BlackRock’s Rick Rieder Predicts Strong Equity Gains as AI Eases Inflation

Rick Rieder Sees Upside for Stocks Despite Near-Record Levels

As the S&P 500 inches closer to its historic highs, BlackRock’s Rick Rieder remains optimistic about the market’s path in the latter half of 2025. Speaking at a major investment conference, Rieder highlighted artificial intelligence (AI) as a transformative force that could substantially reduce inflation and propel equities even higher.

AI: The Game-Changer for Inflation and Productivity

Rieder described AI as "the greatest technology revolution ever," predicting it will drive significant productivity gains that offset inflationary pressures. Despite lingering concerns about tariffs imposing one-time costs on businesses, he emphasized that these will not create prolonged inflation challenges.

"My personal view is that inflation is coming way down," Rieder noted, underscoring AI’s role in improving efficiency across industries.

U.S. Economy Positioned to Avoid Recession

Contrary to recession fears, the BlackRock investment chief pointed out that the U.S. economy’s growth is primarily fueled by services—typically less volatile than goods production, which often cycles with economic swings.

This service-driven economy, coupled with anticipated productivity boosts from AI, suggests a resilient growth environment for the remainder of the year.

Stocks Poised to Overcome Macro Headwinds

While the market still faces challenges such as geopolitical tensions in the Middle East and upward pressure on tariffs that may strain the U.S. dollar, Rieder remains confident stocks can navigate these obstacles.

He highlighted the S&P 500’s impressive performance so far in 2025, noting it nearly matched the entire market capitalization of Germany’s DAX index.

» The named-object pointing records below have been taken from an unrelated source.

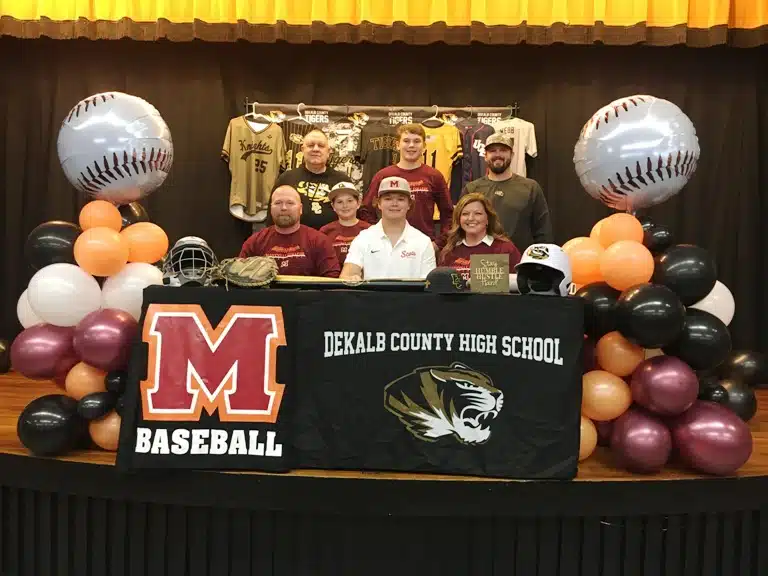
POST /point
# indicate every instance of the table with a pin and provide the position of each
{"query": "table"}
(78, 516)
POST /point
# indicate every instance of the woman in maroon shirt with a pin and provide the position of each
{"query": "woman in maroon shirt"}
(475, 230)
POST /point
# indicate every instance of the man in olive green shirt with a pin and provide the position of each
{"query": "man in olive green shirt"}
(518, 201)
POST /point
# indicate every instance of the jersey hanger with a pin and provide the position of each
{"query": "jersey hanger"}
(434, 119)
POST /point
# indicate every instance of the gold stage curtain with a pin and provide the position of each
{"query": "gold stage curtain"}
(657, 22)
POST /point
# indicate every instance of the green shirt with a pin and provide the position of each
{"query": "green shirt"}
(521, 207)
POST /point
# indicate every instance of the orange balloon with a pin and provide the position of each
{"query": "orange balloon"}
(604, 396)
(595, 232)
(587, 438)
(105, 432)
(584, 254)
(617, 355)
(147, 242)
(619, 227)
(100, 213)
(626, 263)
(84, 379)
(101, 251)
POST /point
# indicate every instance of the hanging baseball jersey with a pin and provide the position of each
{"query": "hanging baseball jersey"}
(524, 135)
(344, 142)
(443, 149)
(294, 132)
(378, 149)
(473, 135)
(255, 159)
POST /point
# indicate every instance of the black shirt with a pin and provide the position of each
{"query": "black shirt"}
(378, 149)
(313, 189)
(293, 133)
(521, 207)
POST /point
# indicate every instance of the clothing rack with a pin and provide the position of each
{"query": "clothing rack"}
(512, 110)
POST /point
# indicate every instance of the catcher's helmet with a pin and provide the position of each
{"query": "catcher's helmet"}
(544, 269)
(189, 261)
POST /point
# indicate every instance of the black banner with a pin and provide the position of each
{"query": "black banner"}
(277, 379)
(479, 384)
(210, 385)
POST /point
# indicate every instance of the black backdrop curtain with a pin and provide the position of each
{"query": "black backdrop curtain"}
(198, 87)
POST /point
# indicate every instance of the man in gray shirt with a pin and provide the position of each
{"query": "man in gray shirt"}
(518, 201)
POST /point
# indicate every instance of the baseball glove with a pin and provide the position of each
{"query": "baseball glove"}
(246, 272)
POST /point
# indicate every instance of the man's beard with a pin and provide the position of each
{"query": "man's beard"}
(285, 221)
(496, 169)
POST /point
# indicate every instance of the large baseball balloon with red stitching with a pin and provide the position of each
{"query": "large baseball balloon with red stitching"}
(115, 146)
(636, 152)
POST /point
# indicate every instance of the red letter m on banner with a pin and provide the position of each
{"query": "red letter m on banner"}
(193, 366)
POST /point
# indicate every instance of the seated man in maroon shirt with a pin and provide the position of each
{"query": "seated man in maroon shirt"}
(298, 249)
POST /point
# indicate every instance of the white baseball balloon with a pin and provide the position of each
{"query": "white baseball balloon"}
(24, 312)
(636, 152)
(63, 294)
(115, 147)
(719, 302)
(125, 290)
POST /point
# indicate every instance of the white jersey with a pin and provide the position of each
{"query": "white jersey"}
(524, 135)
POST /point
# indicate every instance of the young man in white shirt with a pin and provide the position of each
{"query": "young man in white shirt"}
(391, 248)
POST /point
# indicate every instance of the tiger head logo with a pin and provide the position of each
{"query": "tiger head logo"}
(538, 252)
(359, 118)
(450, 118)
(437, 401)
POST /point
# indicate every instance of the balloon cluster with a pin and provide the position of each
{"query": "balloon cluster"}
(660, 379)
(80, 315)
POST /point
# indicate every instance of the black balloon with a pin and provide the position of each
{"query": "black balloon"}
(713, 393)
(657, 238)
(741, 399)
(51, 243)
(599, 308)
(746, 366)
(704, 343)
(689, 271)
(51, 426)
(115, 382)
(132, 213)
(120, 404)
(96, 405)
(650, 315)
(5, 356)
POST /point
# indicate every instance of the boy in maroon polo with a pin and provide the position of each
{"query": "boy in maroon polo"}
(345, 201)
(298, 249)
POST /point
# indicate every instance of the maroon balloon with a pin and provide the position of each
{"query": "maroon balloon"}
(640, 441)
(604, 431)
(43, 351)
(103, 338)
(665, 385)
(712, 439)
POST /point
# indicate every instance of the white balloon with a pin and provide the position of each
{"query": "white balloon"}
(115, 147)
(125, 290)
(636, 152)
(63, 294)
(24, 312)
(719, 302)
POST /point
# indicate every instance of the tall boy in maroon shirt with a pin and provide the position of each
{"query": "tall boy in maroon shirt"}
(428, 186)
(298, 249)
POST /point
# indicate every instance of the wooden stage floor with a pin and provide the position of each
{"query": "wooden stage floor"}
(16, 392)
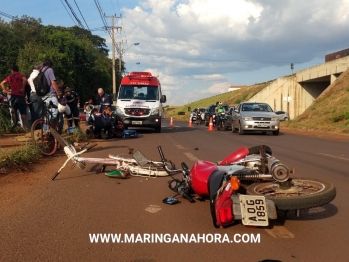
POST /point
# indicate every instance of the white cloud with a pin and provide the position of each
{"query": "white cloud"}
(199, 46)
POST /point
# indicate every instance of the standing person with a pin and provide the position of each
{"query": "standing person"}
(103, 100)
(17, 82)
(37, 100)
(53, 94)
(73, 101)
(219, 109)
(63, 101)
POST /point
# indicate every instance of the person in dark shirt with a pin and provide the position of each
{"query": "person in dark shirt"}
(103, 100)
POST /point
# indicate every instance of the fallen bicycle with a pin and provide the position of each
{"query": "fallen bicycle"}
(124, 164)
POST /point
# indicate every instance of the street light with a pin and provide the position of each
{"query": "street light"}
(121, 52)
(128, 70)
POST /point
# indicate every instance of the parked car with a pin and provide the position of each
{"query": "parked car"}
(282, 115)
(252, 116)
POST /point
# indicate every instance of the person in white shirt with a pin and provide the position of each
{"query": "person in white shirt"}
(37, 100)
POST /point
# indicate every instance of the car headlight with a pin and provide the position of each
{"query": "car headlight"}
(155, 111)
(119, 111)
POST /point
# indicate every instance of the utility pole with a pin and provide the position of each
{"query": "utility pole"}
(113, 48)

Global Investors Eye U.S. Equities as Prime Destination

According to Rieder, international investors are likely to diversify somewhat away from U.S. Treasurys but continue favoring U.S. equities due to their unique growth prospects.

"There’s no other game in town," he summarized, emphasizing the unparalleled appeal of American stocks in the global landscape.

Monetary Policy Outlook: Cautious Rate Cuts Ahead

Looking ahead, Rieder anticipates the Federal Reserve will enact just two rate cuts starting in September, reflecting a measured approach as policymakers assess the tariff impact.

He cautioned some investors may find this pace disappointing, but it aligns with the Fed’s balancing act amid evolving economic conditions.


In sum, BlackRock's fixed income chief envisions a robust equity market buoyed by technological innovation and a resilient U.S. economy, even as uncertainties linger on global and monetary fronts.